Et ce qui ne gêne toujours pas c'est que le propos est admirablement emmené par une mise en scène brillante ( renforcée par une interprétation au diapason de la part de tous les comédiens ) d'où transparaît une véritable ' éthique du spectaculaire', à savoir pas plus que le bord ( les premières images visibles sur le Net, les scènes d'action en apesanteur dont on craignait un usage intempestif ) alors que son scénario permettait bien plus d'excentricités. Pour ma part je trouve que Nolan a tendance à se répéter quelque peu dans l'emploi d'un montage alterné toujours 'un peu serré' au dernier tiers, qu'il conduit admirablement mais qui va finir par ne plus surprendre personne, mais il s'agît encore une fois de la conclusion 'logique' d'un scénario ambitieux et exigeant pour qui le regarde, ou s'entremêlent en effet plusieurs trames narratives. Tour de force magistral, où grâce à Nolan, le cinéma redevient enfin à nouveau cet espace de rêve où tout est possible. Mais à quel prix ?
Plus encore que la maîtrise formelle à tous les niveaux qui éblouit, c'est quand l'objet, le pourquoi de tout ceci nous apparaît.
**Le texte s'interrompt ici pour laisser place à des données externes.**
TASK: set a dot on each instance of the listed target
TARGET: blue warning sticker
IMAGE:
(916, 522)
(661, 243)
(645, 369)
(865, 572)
La dévotion que porte Nolan à son scénario le hisserait carrément à la stature de quelqu'un comme Hitchcock, si ce n'était que pour le Sir maître les comédiens étaient le grain de sable qui allait venir saloper la mécanique narrative imparable sur le papier de son 'bébé', ce qui est loin d'être le cas pour Nolan qui certainement instrumentalise beaucoup son casting, mais justement dans une optique qui ne refuse justement pas l'humain, qui se tourne au contraire bien vers lui, droit dans les yeux j'ai dit les yeux; plus que n'importe où ailleurs c'est dans 'Inception' que la fiction reste définitivement en-dessous de la réalité, parce que à la toute fin du film on la cherche encore et que l'on frémit sur ce que l'on en entrevoit, malgré tout ce à quoi nous avons assisté précedemment en terme d'invraisemblance. Christopher Nolan n'a absolument pas peur du grain de sable, de l'humain et il lui ménage un socle à sa mesure, comme s'il nous disait qu'au fond la ' vérité n'existe pas', surtout pour les menteurs.